C’est ici, messieurs, que je requiers toute votre attention. Deux organes se sont développés au détriment des autres : le cerveau et la main ; je dirais mieux : le cerveau et les doigts. C’est donc qu’ils servaient seuls, tout le reste étant devenu inutile ? C’est donc que l’Homme, à son dernier période, fut tout pensée et digitation ? C’est donc qu’il n’eut besoin de rien autre, et qu’il était arrivé à restreindre au minimum la dépense de son effort ? C’est donc qu’il avait su, par une longue série de conquêtes, dompter les forces naturelles, les réduire à la servitude de son moindre geste, et n’avoir plus, dès lors, pour produire le mouvement, la lumière, la chaleur et la mort, pour se déplacer sur la terre ou sur l’eau et peut-être dans l’air, qu’à remuer le bout des doigts !

Sensation.

Messieurs, cette puissance effraie. Nos savants n’y ont pas encore atteint, heureusement pour nous et pour nos fils, puisqu’elle précède la fin de tout. Mais elle était logique, comme le dénouement le fut.

Car, d’un tel être, après une telle ascension, que pouvait-il advenir ?

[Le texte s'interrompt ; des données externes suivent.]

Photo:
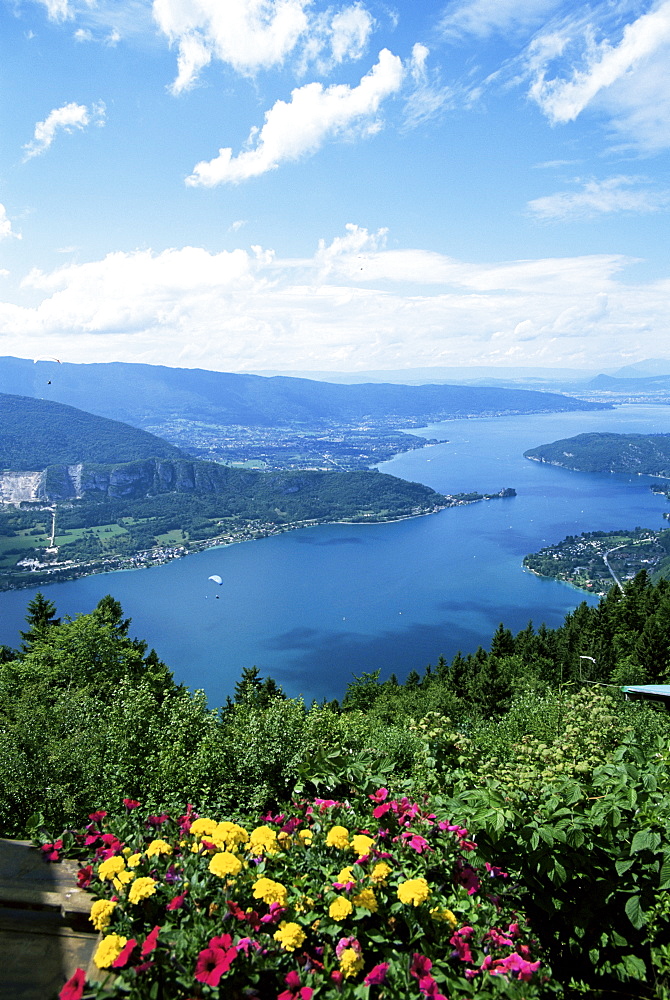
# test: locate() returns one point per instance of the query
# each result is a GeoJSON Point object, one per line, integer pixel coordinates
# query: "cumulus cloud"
{"type": "Point", "coordinates": [627, 78]}
{"type": "Point", "coordinates": [314, 114]}
{"type": "Point", "coordinates": [254, 35]}
{"type": "Point", "coordinates": [6, 225]}
{"type": "Point", "coordinates": [615, 194]}
{"type": "Point", "coordinates": [64, 119]}
{"type": "Point", "coordinates": [355, 303]}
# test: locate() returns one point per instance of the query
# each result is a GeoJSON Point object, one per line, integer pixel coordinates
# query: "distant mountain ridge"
{"type": "Point", "coordinates": [640, 454]}
{"type": "Point", "coordinates": [142, 395]}
{"type": "Point", "coordinates": [36, 433]}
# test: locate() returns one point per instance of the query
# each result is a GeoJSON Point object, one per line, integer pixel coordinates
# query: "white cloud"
{"type": "Point", "coordinates": [353, 304]}
{"type": "Point", "coordinates": [64, 119]}
{"type": "Point", "coordinates": [483, 18]}
{"type": "Point", "coordinates": [626, 78]}
{"type": "Point", "coordinates": [615, 194]}
{"type": "Point", "coordinates": [254, 35]}
{"type": "Point", "coordinates": [296, 129]}
{"type": "Point", "coordinates": [6, 225]}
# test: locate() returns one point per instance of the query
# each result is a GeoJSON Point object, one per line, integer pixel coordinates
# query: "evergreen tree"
{"type": "Point", "coordinates": [41, 617]}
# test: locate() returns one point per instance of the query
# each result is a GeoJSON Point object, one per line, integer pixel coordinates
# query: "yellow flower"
{"type": "Point", "coordinates": [141, 888]}
{"type": "Point", "coordinates": [269, 891]}
{"type": "Point", "coordinates": [340, 908]}
{"type": "Point", "coordinates": [362, 844]}
{"type": "Point", "coordinates": [338, 836]}
{"type": "Point", "coordinates": [414, 891]}
{"type": "Point", "coordinates": [111, 867]}
{"type": "Point", "coordinates": [227, 836]}
{"type": "Point", "coordinates": [367, 899]}
{"type": "Point", "coordinates": [158, 847]}
{"type": "Point", "coordinates": [351, 962]}
{"type": "Point", "coordinates": [203, 827]}
{"type": "Point", "coordinates": [225, 864]}
{"type": "Point", "coordinates": [442, 913]}
{"type": "Point", "coordinates": [108, 950]}
{"type": "Point", "coordinates": [122, 879]}
{"type": "Point", "coordinates": [101, 913]}
{"type": "Point", "coordinates": [380, 872]}
{"type": "Point", "coordinates": [290, 936]}
{"type": "Point", "coordinates": [262, 840]}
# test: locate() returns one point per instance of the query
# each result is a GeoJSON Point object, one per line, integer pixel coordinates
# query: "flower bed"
{"type": "Point", "coordinates": [381, 898]}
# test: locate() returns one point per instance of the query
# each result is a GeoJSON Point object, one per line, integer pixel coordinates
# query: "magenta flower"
{"type": "Point", "coordinates": [177, 902]}
{"type": "Point", "coordinates": [295, 991]}
{"type": "Point", "coordinates": [74, 987]}
{"type": "Point", "coordinates": [377, 975]}
{"type": "Point", "coordinates": [123, 957]}
{"type": "Point", "coordinates": [150, 942]}
{"type": "Point", "coordinates": [212, 964]}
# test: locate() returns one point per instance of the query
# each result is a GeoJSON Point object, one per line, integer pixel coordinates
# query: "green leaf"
{"type": "Point", "coordinates": [634, 912]}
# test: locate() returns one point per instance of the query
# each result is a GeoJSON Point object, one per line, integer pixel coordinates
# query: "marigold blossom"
{"type": "Point", "coordinates": [290, 935]}
{"type": "Point", "coordinates": [338, 836]}
{"type": "Point", "coordinates": [340, 908]}
{"type": "Point", "coordinates": [101, 913]}
{"type": "Point", "coordinates": [224, 864]}
{"type": "Point", "coordinates": [269, 891]}
{"type": "Point", "coordinates": [414, 891]}
{"type": "Point", "coordinates": [141, 889]}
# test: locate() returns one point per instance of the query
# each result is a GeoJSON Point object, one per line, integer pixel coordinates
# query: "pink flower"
{"type": "Point", "coordinates": [515, 963]}
{"type": "Point", "coordinates": [150, 942]}
{"type": "Point", "coordinates": [51, 851]}
{"type": "Point", "coordinates": [295, 991]}
{"type": "Point", "coordinates": [212, 964]}
{"type": "Point", "coordinates": [74, 987]}
{"type": "Point", "coordinates": [177, 902]}
{"type": "Point", "coordinates": [420, 966]}
{"type": "Point", "coordinates": [377, 975]}
{"type": "Point", "coordinates": [123, 957]}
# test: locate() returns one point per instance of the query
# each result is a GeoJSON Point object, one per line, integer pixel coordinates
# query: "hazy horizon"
{"type": "Point", "coordinates": [300, 186]}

On peut supposer que la déchéance de l’homme fut longtemps retardée par les imbéciles, qui, sans nul doute, existaient dans l’humanité, et longtemps l’empêchèrent de périr : les imbéciles, messieurs, sont de la plus incontestable utilité dans une race, car ils y maintiennent un niveau de médiocrité qui s’oppose à l’excès du développement spirituel, et qui en retarde les fatales conséquences. Peut-être auraient-ils sauvé le monde ? Les dieux ne l’ont pas permis : un événement terrible entrava leur œuvre bienfaisante. Lequel ?

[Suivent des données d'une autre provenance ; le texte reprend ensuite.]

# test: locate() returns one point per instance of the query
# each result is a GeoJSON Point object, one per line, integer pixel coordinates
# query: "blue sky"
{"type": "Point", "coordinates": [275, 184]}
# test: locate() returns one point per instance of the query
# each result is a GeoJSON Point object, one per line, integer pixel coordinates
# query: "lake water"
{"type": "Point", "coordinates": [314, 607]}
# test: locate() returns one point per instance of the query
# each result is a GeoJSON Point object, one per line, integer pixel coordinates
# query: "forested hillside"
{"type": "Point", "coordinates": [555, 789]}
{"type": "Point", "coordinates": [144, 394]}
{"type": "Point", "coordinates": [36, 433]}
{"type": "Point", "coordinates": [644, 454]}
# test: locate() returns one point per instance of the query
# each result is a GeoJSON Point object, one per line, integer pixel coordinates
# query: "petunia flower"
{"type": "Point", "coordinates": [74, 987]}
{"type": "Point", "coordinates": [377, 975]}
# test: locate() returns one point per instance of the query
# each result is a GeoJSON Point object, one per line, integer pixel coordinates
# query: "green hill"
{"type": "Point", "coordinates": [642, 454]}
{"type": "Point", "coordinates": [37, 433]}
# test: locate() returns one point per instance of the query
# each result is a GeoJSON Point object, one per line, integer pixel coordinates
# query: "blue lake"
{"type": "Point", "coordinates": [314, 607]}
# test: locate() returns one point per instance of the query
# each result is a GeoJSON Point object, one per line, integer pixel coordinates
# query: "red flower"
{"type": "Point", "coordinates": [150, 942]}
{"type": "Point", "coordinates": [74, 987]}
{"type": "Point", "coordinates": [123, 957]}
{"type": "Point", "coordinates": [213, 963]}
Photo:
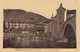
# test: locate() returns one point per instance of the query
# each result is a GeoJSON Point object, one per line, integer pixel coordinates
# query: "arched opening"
{"type": "Point", "coordinates": [70, 35]}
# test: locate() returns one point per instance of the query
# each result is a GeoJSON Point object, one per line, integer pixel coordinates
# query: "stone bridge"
{"type": "Point", "coordinates": [69, 29]}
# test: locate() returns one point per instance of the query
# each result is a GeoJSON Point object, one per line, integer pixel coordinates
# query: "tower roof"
{"type": "Point", "coordinates": [61, 7]}
{"type": "Point", "coordinates": [52, 17]}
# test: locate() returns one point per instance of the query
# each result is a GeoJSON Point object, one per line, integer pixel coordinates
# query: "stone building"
{"type": "Point", "coordinates": [56, 24]}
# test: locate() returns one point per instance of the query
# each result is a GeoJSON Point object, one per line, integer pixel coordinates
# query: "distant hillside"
{"type": "Point", "coordinates": [18, 15]}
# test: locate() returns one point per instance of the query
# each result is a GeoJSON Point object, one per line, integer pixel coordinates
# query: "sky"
{"type": "Point", "coordinates": [42, 7]}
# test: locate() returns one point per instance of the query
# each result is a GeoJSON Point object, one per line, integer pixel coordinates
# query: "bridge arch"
{"type": "Point", "coordinates": [69, 33]}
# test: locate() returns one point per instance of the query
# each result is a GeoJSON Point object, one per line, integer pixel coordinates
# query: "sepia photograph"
{"type": "Point", "coordinates": [29, 29]}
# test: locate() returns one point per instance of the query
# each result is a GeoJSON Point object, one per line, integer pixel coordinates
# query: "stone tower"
{"type": "Point", "coordinates": [60, 18]}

Tandis que l’animal vit et se modifie, la Terre, macrobe énorme, vit pour son propre compte, sans rien connaître des espèces qui pullulent à sa surface : elle aussi a ses transformations lentes et brusques, car les mondes, comme nous et plus que nous, sont sujets à la loi du perpétuel devenir.

Supposez donc qu’à la fin de la Période Quintaire, où l’Homme régnait, un cataclysme ait changé la face de notre planète. Supposez que les peuples, — car nous devons croire à l’existence de peuples humains, de nations humaines, de patries humaines — violemment dépossédés de leurs empires, décimés et chassés, éparpillés dans le désert d’un monde nouveau, ne soient plus représentés sur le globe que par des groupes plus ou moins nombreux d’individus qui ont échappé au désastre. Imaginez la condition de ces créatures livrées désormais aux seules ressources de leur capacité personnelle, les mains vides en face de la formidable nature, les bras désarmés devant les lois de la vie éternelle. Cet être facticement constitué, capable de prospérer par le secours mutuel de la Société qu’il a facticement organisée, mais incapable de subsister par lui-même, devait périr.

Messieurs, c’est là exactement ce qui se produisit, et la supposition que je vous demandais est un fait acquis à l’histoire de l’astre que nous habitons : la géologie nous enseigne qu’un bouleversement se produisit à la fin de l’Époque Quintaire, et la ferma. L’Homme s’éteignit.

La disparition de cette race superbe se présente donc comme une conséquence normale de son excessif développement, et la merveille n’est pas de voir tant de capacités s’abîmer tout d’un coup dans la définitive incapacité de vivre ; l’étonnement serait, au contraire, qu’elle eût pu se prolonger dans les temps, et survivre au choc qui la remettait en présence de la vie primitive et de ses nécessités.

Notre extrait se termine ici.